I am trying to generate datasets following truncated negative binomial distribution consisting of numbers such that the number set has a max value.
def truncated_Nbinom(n, p, max_value, size):
import scipy.stats as sct
temp_size = size
while True:
temp_size *= 2
temp = sct.nbinom.rvs(n, p, size=temp_size)
truncated = temp[temp <= max_value]
if len(truncated) >= size:
return truncated[:size]
I am able to get results when the max_value and n are smaller. However when I try with:
input_1= truncated_Nbinom(99, 0.3, 99, 5000).tolist()
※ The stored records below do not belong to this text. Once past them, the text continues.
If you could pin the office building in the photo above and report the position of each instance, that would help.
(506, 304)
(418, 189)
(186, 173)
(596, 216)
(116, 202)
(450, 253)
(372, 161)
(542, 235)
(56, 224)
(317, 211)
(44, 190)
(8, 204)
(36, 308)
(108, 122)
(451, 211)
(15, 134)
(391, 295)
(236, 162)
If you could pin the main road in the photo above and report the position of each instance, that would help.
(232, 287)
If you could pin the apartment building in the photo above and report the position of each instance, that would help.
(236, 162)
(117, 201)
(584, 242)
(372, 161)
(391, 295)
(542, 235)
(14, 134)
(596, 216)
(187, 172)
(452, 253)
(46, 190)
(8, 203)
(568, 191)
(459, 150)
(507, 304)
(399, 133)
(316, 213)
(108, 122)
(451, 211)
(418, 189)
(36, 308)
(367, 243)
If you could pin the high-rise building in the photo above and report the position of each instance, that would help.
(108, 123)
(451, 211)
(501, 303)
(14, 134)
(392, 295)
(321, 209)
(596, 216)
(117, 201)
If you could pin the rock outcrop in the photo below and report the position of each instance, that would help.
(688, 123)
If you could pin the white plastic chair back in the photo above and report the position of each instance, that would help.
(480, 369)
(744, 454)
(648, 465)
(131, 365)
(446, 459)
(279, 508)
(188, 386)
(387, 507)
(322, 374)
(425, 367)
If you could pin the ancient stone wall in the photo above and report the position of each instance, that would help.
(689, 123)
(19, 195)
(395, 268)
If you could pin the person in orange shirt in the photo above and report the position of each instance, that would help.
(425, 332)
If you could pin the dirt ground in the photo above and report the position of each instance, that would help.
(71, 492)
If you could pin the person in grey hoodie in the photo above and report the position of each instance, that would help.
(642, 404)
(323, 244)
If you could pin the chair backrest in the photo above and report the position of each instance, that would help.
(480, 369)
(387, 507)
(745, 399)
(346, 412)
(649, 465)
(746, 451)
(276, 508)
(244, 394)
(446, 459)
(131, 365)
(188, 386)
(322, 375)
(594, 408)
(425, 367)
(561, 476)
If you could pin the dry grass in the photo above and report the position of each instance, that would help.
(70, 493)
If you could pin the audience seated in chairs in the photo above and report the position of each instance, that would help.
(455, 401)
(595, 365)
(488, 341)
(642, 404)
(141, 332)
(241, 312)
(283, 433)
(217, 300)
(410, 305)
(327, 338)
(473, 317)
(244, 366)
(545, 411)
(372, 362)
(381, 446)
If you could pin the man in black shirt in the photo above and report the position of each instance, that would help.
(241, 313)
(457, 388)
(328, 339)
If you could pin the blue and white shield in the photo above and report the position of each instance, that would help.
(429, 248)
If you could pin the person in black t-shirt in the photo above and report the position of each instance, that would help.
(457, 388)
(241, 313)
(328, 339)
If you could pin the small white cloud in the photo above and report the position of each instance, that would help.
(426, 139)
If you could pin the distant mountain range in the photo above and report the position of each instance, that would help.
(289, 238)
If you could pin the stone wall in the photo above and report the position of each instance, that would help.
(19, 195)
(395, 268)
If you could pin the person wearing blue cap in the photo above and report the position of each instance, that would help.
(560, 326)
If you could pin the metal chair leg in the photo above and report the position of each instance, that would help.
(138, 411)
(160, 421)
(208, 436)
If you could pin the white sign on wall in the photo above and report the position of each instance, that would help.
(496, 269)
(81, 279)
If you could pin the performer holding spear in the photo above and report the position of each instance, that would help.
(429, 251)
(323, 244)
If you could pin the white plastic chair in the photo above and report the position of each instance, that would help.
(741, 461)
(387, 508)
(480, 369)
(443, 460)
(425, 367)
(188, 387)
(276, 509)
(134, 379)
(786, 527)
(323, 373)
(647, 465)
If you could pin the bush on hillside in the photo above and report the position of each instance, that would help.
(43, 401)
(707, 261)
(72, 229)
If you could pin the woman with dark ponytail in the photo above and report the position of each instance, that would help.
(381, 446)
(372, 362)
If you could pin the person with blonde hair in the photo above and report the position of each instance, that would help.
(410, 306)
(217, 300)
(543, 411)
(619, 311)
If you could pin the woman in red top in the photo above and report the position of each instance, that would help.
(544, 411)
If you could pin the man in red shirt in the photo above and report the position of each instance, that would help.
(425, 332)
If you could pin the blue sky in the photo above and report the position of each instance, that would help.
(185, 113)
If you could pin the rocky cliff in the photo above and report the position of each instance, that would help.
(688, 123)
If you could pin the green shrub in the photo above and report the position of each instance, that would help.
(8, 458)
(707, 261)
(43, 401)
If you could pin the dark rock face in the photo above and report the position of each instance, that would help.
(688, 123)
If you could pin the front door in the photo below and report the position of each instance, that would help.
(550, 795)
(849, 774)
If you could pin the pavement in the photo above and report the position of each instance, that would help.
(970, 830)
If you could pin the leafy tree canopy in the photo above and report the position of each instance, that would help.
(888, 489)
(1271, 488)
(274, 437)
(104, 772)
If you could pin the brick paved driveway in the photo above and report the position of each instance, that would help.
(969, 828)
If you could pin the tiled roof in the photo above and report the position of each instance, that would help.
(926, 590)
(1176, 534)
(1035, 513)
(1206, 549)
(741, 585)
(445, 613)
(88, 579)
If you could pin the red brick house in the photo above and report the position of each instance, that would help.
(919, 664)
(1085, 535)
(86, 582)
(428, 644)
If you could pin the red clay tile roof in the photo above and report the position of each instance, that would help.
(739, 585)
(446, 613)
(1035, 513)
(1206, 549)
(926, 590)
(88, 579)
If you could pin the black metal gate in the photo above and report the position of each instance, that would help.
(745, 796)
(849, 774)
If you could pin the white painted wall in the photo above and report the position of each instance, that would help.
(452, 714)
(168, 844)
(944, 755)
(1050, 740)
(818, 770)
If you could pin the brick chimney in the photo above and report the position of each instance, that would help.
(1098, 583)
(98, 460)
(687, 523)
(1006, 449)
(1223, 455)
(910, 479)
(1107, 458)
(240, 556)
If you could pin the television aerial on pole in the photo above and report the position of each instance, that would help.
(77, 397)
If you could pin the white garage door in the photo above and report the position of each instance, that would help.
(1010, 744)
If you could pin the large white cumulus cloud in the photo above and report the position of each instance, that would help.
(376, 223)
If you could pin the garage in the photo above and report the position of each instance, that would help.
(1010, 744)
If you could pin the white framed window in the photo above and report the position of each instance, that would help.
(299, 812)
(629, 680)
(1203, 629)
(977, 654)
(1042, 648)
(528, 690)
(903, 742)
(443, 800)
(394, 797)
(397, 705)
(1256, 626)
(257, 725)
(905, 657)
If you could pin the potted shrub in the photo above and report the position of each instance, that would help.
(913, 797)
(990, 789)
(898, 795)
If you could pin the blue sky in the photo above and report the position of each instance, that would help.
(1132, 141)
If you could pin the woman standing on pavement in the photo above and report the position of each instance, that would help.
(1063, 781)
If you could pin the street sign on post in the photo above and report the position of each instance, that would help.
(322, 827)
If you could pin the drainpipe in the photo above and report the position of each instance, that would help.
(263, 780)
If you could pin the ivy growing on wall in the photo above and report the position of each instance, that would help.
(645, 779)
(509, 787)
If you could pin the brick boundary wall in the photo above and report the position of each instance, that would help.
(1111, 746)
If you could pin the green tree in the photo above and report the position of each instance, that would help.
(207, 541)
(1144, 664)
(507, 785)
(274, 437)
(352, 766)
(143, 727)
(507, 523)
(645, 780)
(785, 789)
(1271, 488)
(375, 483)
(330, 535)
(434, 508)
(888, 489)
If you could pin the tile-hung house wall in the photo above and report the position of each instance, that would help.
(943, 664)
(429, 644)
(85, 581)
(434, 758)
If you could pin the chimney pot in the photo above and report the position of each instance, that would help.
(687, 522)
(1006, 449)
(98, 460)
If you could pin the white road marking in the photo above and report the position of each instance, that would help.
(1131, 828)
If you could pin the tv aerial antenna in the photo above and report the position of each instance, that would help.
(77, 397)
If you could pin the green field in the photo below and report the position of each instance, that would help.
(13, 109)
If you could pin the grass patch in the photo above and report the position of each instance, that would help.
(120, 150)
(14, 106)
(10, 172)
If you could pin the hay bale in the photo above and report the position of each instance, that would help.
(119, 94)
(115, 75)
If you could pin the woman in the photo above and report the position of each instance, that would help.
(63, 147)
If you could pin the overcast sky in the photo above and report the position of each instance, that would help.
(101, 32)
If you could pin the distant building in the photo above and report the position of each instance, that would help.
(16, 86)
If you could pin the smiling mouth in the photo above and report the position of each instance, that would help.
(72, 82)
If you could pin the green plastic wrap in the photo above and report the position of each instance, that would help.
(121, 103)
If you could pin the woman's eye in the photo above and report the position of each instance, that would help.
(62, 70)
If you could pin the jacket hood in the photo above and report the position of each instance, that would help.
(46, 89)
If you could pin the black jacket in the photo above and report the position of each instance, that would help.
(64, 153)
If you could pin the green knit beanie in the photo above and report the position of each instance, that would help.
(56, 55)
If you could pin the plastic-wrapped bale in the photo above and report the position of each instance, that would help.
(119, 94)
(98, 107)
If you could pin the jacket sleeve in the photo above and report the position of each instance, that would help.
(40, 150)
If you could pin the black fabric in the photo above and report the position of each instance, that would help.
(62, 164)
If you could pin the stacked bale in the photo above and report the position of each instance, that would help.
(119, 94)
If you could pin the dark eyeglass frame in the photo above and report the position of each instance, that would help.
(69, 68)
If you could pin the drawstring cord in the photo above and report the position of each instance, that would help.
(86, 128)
The kernel keeps dying. I tried to change the port of python and raising the recursion limit, but they didn't work. Do you have any ideas to make my code faster?
Here is one approach. You can compute the probability of x
being selected under the negative binomial, then normalize the probabilities for x
s below max_value
to sum to one. Now, you can simply call np.random.choice
with appropriate probabilities.
import numpy as np
import pandas as pd
from scipy import stats
def truncated_Nbinom2(n, p, max_value, size):
support = np.arange(max_value + 1)
probs = stats.nbinom.pmf(support, n, p)
probs /= probs.sum()
return np.random.choice(support, size=size, p=probs)
Here is an illustration:
arr1 = truncated_Nbinom(9, 0.3, 9, 50000)
arr2 = truncated_Nbinom2(9, 0.3, 9, 50000)
df_counts = pd.DataFrame({
"version_1": pd.Series(arr1).value_counts(),
"version_2": pd.Series(arr2).value_counts(),
})